Le Chef du Service des Urgences de l’Hôpital George Pompidou expliquait sur BFMTV que cette privation de liberté avait dû être décrétée suite au manque de tests, de masques… « Les tests ! Les masques ! Adjudant ! ». L’Adjudant avait bon dos, l’Adjudant. L’Adjudant, épuisé de courir, faisait ce qu’il pouvait l’Adjudant  pour sauver des vies. « Vous toussez, Adjudant ? ». Le Grand Chef, aujourd’hui, était à l’école. Une maîtresse masquée. Six élèves bien sages isolés à leur table. « Qui est-ce, madame ? ». Les élèves n’avaient pas reconnu le Grand Chef. Il prit son masque, le baissa : « Coucou, c’est moi, Zorro ! ». Le Grand Chef était là au milieu de la classe et l’école était sauvée. Tous au travail le onze mai ! « Je suis le bon sens » chantait le Grand Chef.  « Suivez-moi, à la queue leu-leu, un mètre l’un derrière l’autre, et tout le monde se marre ! ». Le Grand Chef était un bon animateur. Il aurait pu être la maîtresse de l’école, le Grand Chef. Le Grand Chef quittait son masque autoritaire pour un visage de bon père de famille. Un père rassurant qui posait le cadre. De l’ordre, de l’organisation, rien de tel pour nous détendre. Tout irait bien, Madame la Marquise ! Le Grand Chef avait juste commis une erreur : ôter son masque par le bas en le touchant. Cet acte était formellement interdit par la loi. Le masque se retirait par les élastiques. Le Grand Chef venait de recevoir un zéro pointé de la maîtresse. Il était puni, au coin, le Grand Chef ! Les Grands devaient montrer l’exemple aux Petits, c’était écrit sur le fronton de la République. Mon masque en tissu blanc, je venais de le recevoir, ce matin, dans ma boite aux lettres. C’était un cadeau de Johanna. Johanna était pour nous, habitants de Nantes, une bonne maman, ou, une grande sœur prévenante. Demain, je lirais le mode d’emploi, je répéterais mon rôle de Zorro, je ne voulais pas me retrouver avec un zéro pointé, puni au coin comme le Grand Chef qui venait de perdre son rôle.

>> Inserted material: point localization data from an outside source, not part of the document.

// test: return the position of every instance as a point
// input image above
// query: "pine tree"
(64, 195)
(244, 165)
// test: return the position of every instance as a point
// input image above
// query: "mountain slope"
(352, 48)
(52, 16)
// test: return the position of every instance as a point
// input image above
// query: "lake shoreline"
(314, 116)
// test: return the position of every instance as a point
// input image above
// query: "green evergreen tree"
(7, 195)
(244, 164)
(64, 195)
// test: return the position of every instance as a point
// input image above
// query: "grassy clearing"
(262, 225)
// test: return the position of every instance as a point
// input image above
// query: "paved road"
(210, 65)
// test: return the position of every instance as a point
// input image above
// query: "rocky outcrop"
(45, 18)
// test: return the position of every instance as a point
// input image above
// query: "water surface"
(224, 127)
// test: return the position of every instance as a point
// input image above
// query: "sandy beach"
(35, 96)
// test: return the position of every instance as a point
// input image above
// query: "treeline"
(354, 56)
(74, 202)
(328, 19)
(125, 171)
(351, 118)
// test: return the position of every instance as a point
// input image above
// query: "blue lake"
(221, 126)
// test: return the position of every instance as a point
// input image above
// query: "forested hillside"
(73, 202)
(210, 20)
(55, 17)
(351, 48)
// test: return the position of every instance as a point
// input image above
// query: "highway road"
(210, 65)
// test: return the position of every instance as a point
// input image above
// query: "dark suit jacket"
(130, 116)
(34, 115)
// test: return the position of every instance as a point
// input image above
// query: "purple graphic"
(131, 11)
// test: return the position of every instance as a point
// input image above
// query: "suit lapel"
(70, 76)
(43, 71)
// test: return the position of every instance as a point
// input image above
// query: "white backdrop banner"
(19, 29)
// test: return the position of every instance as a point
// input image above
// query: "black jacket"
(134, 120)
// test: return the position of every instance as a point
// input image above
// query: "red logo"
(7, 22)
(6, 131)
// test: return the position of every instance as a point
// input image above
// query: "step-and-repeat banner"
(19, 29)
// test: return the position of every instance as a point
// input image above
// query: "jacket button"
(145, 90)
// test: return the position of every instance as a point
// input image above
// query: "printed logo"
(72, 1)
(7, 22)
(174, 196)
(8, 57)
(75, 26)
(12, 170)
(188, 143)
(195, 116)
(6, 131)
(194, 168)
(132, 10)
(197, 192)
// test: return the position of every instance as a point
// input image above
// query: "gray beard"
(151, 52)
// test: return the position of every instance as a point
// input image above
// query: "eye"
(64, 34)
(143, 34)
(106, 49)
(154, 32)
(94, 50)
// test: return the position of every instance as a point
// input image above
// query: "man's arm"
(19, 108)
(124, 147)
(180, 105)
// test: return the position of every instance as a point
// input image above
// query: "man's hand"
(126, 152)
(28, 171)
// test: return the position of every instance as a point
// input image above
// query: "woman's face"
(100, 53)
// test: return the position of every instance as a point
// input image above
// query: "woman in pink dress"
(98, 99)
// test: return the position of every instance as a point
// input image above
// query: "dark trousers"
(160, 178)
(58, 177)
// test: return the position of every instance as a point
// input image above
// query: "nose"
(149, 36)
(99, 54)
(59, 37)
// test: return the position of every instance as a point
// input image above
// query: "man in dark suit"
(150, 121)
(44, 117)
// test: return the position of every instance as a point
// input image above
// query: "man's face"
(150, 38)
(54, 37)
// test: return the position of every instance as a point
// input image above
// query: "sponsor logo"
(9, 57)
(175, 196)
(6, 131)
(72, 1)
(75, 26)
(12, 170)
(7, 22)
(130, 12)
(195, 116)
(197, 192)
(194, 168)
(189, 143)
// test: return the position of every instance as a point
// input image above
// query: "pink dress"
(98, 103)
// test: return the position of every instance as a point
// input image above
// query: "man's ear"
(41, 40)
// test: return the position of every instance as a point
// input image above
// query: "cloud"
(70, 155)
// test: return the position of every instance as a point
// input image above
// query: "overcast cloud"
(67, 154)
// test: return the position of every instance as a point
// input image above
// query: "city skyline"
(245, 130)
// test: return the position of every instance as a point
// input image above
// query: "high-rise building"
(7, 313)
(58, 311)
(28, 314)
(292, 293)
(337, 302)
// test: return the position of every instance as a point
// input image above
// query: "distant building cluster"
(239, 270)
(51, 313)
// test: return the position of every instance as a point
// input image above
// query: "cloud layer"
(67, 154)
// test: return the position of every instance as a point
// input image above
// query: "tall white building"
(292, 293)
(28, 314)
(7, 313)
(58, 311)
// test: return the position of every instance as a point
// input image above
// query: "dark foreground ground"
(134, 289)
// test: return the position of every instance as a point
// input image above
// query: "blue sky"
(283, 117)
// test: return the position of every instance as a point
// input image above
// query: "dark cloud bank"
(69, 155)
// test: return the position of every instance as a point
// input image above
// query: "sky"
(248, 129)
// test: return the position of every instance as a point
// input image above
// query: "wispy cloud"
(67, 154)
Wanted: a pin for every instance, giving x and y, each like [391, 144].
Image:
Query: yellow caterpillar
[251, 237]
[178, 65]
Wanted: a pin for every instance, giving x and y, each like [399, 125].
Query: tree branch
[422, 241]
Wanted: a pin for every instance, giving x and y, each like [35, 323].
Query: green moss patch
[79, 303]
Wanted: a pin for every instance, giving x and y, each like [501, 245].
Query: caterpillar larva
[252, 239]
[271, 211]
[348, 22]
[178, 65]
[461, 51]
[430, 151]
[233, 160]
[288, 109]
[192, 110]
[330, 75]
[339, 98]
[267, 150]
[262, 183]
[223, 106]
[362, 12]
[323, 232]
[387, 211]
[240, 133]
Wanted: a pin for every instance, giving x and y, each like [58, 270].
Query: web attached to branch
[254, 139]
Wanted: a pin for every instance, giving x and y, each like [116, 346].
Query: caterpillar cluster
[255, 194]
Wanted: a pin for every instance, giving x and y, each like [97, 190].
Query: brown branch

Etre libre ? Je n’avais pas répondu à la question du jour. J’échafaudais quelques pirouettes. Toute liberté était relative. Nous étions plus ou moins libres. Tout dépendait du point de vue. J’étais plus libre qu’un prisonnier dans sa cellule. J’étais moins libre qu’un oiseau dans un ciel sans chasseur. J’étais prisonnier de mon corps si je pensais que mon corps était une prison. Si je considérais mon corps comme un oiseau, mon esprit pouvait s’envoler et se sentir libre, pourvu qu’il n’y eût point de chasseur. Mais, à être trop libre, je n’étais plus libre. Toute contrainte déclenchait ma soif de liberté. Sans son contraire, la liberté n’existait pas.

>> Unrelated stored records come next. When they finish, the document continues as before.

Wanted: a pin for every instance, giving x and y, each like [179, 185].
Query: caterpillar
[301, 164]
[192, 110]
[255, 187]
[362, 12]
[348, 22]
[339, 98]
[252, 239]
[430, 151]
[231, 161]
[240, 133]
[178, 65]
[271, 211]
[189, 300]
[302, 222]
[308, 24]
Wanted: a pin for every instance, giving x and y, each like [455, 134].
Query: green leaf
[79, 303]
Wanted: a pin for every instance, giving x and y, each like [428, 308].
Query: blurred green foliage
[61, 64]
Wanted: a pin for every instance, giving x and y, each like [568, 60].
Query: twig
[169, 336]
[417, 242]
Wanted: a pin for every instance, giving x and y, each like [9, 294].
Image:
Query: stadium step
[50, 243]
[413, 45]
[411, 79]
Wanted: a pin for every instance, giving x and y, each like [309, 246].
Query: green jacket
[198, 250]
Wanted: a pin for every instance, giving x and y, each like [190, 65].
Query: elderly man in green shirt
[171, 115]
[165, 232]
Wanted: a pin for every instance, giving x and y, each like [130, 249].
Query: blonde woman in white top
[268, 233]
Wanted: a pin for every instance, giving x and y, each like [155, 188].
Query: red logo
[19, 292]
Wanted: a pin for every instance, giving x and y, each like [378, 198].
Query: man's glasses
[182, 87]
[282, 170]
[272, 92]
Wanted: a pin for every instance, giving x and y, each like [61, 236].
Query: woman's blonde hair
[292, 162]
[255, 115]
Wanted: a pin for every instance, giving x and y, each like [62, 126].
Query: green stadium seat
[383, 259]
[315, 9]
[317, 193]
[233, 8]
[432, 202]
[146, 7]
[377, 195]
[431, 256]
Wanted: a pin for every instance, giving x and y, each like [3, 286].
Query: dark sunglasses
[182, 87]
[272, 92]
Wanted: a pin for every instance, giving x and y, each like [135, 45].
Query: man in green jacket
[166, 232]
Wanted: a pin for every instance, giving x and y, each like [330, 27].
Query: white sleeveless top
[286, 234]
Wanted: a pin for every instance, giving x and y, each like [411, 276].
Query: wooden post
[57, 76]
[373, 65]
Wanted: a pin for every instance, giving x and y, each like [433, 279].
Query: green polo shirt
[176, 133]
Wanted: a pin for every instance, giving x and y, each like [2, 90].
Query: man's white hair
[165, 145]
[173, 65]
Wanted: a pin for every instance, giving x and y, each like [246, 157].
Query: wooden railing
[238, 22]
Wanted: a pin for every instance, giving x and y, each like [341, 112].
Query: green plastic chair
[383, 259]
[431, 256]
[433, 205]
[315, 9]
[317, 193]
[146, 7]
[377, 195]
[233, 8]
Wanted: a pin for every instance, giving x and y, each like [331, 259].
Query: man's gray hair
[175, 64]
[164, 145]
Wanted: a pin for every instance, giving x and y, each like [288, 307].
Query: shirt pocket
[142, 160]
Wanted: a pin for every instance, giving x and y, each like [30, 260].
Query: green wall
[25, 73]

« La liberté désigne ici l’aptitude à dépasser, généralement à travers une situation de crise, le poids des aliénations qui conditionnent nos automatismes et nos habitudes. Elle brise les cercles vicieux. Elle appelle imagination et créativité. Elle rend brusquement crédibles à nos yeux étonnés de nouveaux modèles de comportements individuels ou collectifs. Elle pousse nos destinées au-delà des frontières que leur assignent les systèmes, et débouche sur un futur ouvert. Elle dépasse les fausses alternatives dans lesquelles les sociétés piétinent et s’emprisonnent. Bref, elle étend à l’infini, dans un mouvement d’intériorité et d’approfondissement, le champ du possible ». (*)

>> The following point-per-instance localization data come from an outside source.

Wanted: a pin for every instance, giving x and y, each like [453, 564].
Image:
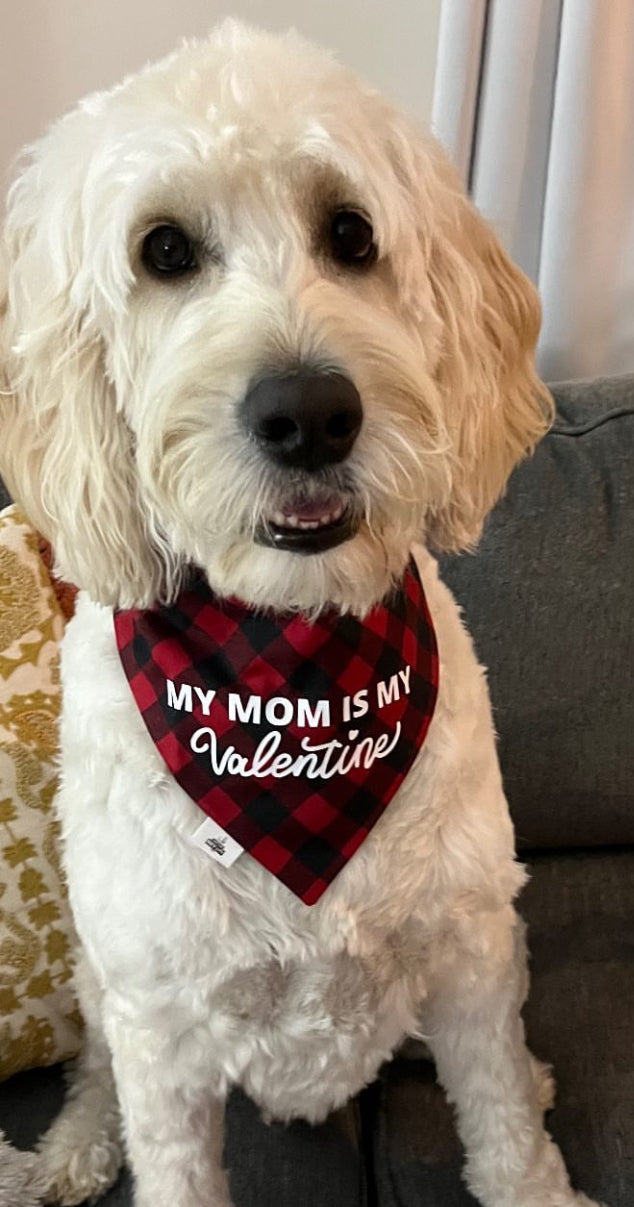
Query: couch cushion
[579, 1018]
[550, 600]
[269, 1166]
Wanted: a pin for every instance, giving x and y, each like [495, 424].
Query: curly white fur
[120, 435]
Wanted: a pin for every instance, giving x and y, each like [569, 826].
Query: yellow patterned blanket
[39, 1021]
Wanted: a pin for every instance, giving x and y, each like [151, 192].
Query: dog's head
[251, 322]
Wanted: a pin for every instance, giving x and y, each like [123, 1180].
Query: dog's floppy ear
[65, 450]
[495, 406]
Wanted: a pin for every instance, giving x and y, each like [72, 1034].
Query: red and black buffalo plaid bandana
[291, 735]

Libre (Le Petit Larousse de Poche) : 1 – Qui peut venir et aller venir à sa guise, qui n’est pas prisonnier : l’accusé est libre. 2- Qui a le pouvoir d’agir, de se déterminer à sa guise : vous êtes libre de refuser. 3- Qui ne subit pas de domination, qui jouit de la liberté politique : pays libre. 4- Qui est sans contrainte, sans souci des règles : on est libre dans cette maison. 5- Qui n’est pas lié par un engagement : je suis libre ce soir. 6- Qui n’est pas occupé, retenu : le taxi est libre ; Qui n’est pas limité par une autorité, une règle : presse libre ; libre de tout préjugé. Ecole libre : qui ne relève pas de l’enseignement public. Temps libre : dont on peut disposer à sa guise.

Libre (Le Petit Rousse de Poche) : épris d’un élan infini.

Des gens, il y avait aussi, assis sur le bitume, des personnes sans domicile. Qui était libre ? Qui ne l’était pas ? Entouré de murs visibles et invisibles ?

Thierry Rousse, Nantes,  mardi 5 mai 2020.

27ème récit, J- 6 de ConfiNez

(*) Jean-Marie Pelt, « La vie sociale des plantes », Poche Marabout.